Mi hija no gana nada cuando comparto cosas de más. En vez de eso, pierde. Pierde a alguien viéndola como a una igual, pierde su dignidad, pierde respeto en un mundo que ya de por sí tiene problemas para verla como importante y humana.

Entiendo que si me dedico a compartir públicamente los problemas relacionados con el retrete, la menstruación, crisis o malos momentos, estaría despojando a mi hija de la dignidad y el respeto que merece. Esas cosas no son mías como para que yo decida compartirlas. Sería humillante para mí o para un igual típico. Por eso, porque la valoro y pienso en ella como alguien que merece dignidad y respeto, esos detalles son cosas que deben permanecer privadas. Si tengo una pregunta sobre alguno de esos temas, si necesito apoyo de otras madres o padres, hay foros y grupos privados para ello.

No siempre lo entendí bien.

Aún me confundo y comparto sus historias como si fueran mías por cómo me siento. Pero no se trata de mí, ni de otros padres, se trata de mis hijas. ¿Comparto información sobre ellas con su dignidad y respeto en mente?

Todavía me equivoco y comparto más de lo que debería. Probablemente seguiré haciéndolo, pero voy aprendiendo.

Si quiero que mis hijas sean tratadas con dignidad y respeto, tengo que empezar por dar ejemplo. Un ejemplo en la manera de escribir, en la manera de hablar, en la manera en que defiendo sus derechos.

Quiero que mi escritura refleje cuán valiosas son mis hijas, cuánto las quiero, cuánto enriquecen mi vida.

Quiero que la esperanza y el apoyo vengan de la dignidad y el respeto por mis hijas mientras reconozco nuestras dificultades como madres y padres.
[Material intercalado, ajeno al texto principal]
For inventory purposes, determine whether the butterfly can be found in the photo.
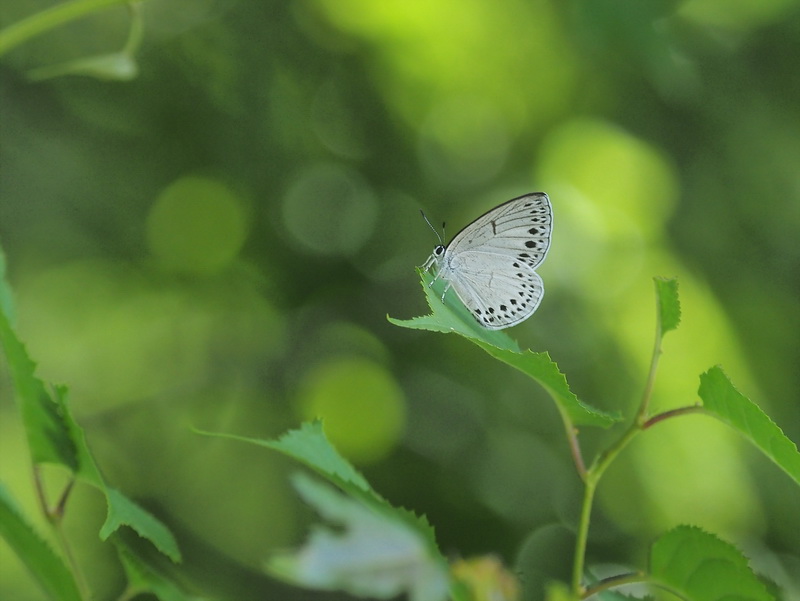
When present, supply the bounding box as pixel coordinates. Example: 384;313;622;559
422;192;553;330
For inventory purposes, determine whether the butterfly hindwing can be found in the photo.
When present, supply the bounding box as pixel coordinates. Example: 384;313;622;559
450;251;544;330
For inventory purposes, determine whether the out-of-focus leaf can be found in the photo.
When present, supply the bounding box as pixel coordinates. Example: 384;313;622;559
653;278;681;336
698;366;800;484
269;474;450;601
100;486;181;562
650;526;774;601
115;540;199;601
388;272;622;428
450;556;520;601
0;483;81;601
203;420;379;498
0;304;78;472
28;52;139;81
0;304;180;561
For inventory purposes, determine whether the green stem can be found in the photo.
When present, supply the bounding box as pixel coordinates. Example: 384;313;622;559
572;422;642;596
582;572;648;599
0;0;139;56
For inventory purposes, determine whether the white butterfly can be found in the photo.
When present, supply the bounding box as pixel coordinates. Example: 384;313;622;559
423;192;553;330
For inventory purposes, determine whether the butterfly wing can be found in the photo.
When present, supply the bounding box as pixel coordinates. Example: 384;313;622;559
439;192;553;330
449;260;544;330
447;192;553;269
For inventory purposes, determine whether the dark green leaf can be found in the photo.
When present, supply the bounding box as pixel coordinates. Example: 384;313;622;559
650;526;774;601
653;278;681;336
0;304;180;561
698;366;800;484
0;484;81;601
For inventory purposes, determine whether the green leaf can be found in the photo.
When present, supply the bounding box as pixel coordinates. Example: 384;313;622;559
200;420;380;498
0;304;78;472
0;246;14;322
0;304;180;561
388;272;622;428
28;52;139;81
100;486;181;562
698;366;800;484
650;526;774;601
269;473;450;601
0;484;81;601
474;340;622;428
114;539;200;601
387;269;519;351
653;278;681;336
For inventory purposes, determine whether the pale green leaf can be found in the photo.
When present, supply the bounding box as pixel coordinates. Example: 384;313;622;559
653;278;681;336
388;273;622;428
650;526;774;601
269;474;450;601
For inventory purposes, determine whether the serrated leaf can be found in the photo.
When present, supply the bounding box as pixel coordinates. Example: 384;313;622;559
653;278;681;336
697;366;800;484
650;526;774;601
388;272;622;428
474;340;622;428
0;483;81;601
0;310;78;471
387;269;519;351
100;486;181;562
201;420;379;498
269;474;450;601
114;540;200;601
0;304;180;561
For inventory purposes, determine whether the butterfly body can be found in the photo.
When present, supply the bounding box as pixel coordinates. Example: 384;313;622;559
424;192;553;330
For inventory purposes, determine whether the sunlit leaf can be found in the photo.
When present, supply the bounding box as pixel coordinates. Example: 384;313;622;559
653;278;681;336
0;304;78;471
698;366;800;484
388;270;519;351
650;526;773;601
115;540;200;601
269;474;449;601
0;484;81;601
388;273;622;428
100;486;181;561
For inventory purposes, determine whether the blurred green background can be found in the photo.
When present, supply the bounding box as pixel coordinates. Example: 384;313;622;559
0;0;800;600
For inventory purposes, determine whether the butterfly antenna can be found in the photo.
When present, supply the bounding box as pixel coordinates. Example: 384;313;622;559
419;209;444;244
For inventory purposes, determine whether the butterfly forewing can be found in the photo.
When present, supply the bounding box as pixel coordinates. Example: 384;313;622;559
431;192;553;329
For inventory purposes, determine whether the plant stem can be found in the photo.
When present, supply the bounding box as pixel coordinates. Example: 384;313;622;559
33;464;91;599
642;403;705;430
582;572;648;599
0;0;142;56
572;422;642;596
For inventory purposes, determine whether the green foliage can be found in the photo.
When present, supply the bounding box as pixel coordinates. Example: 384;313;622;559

Es posible, y creo que esta forma de compartir es más poderosa que dar detalles personales sobre crisis o listas de diagnósticos.

Quiero, por encima de todo, saber que cuando mis hijas lean mis palabras o me oigan hablar, sepan que están seguras, porque las respeto y valoro sus emociones y su dignidad.

Debes dar por hecho siempre su competencia. Como madres y padres, lo mejor es que dejemos que nos llegue al corazón y tomárnoslo en serio.